South African artists will get an opportunity to voice their concerns when government hosts the Musicians Indaba on Friday in Soweto.
Briefing the media ahead of the indaba, the Deputy Minister in the Presidency for Planning, Monitoring and Evaluation, Buti Manamela, said many issues have been identified as needing intervention.
The Deputy Minister will convene the indaba as the chairperson of the Presidential Task Team on Creative Industries. The indaba is the first of several sectorial engagements that the task team will hold in different parts of the country, covering various sectors of the creative industry.
“We have been in constant consultation with industry bodies and collecting societies to look at some longstanding matters that continue to hold the South African music industry at ransom,” said Deputy Minister Manamela.
He said some of the interventions are achievable in the short-term, while some require a long-term approach.
The indaba will give musicians a platform to speak directly to government on many issues that affect their day-to-day business within the sector. Issues including piracy, copyright protection and infringement, local content and airplay in broadcast media are some of the subjects for discussion.
The indaba will be a platform to seek ways to help the artists.
The Deputy Minister said issues raised at the indaba will be directed back to the task team for fast tracked resolution.

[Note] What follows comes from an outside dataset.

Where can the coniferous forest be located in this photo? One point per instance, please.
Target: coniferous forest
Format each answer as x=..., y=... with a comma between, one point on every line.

“This platform will also give government the opportunity to give feedback on progress the task team has made thus far since I became chairperson in 2015.
“One of the greatest gains we had facilitated and celebrated was the introduction of the 90% local music policy introduced by the public broadcaster in 2016.
“We anticipate that the uncertainty that now exists with regards to this will be a major talking point at the indaba.”
He said this has received a lot of attention in recent meetings and the Task Team is concerned that the great gains that local music stood to receive may be getting lost in a case of “throwing out the baby with the bath water” at the SABC.
The Task Team is expected to dedicate time to issues of Payola and Plugola and bring musicians up to speed on action being taken against those found implicated in this practice that is as harmful to the music industry.
Payola, Deputy Minister Manana said, is a heavily entrenched cancer which steals fair airplay from hardworking and deserving artists to favour crooked and corrupt industry players.
Payola is the illegal practice of payment or other inducement by record companies for the broadcast of recordings on commercial radio in which the song is presented as being part of the normal day’s broadcast. Plugola is the incidental or unofficial promotion of a person or product in the media, sometimes in return for a payment.
“We are also going to present the social security intervention model for the very first time at the indaba,” he announced.
Government departments and agencies will exhibit their services and assist musicians with information on funding opportunities and other support programmes.
“We urge all musicians to come to the Soweto Theatre in their numbers. Space is limited, so it is important to confirm attendance and reserve your seat.”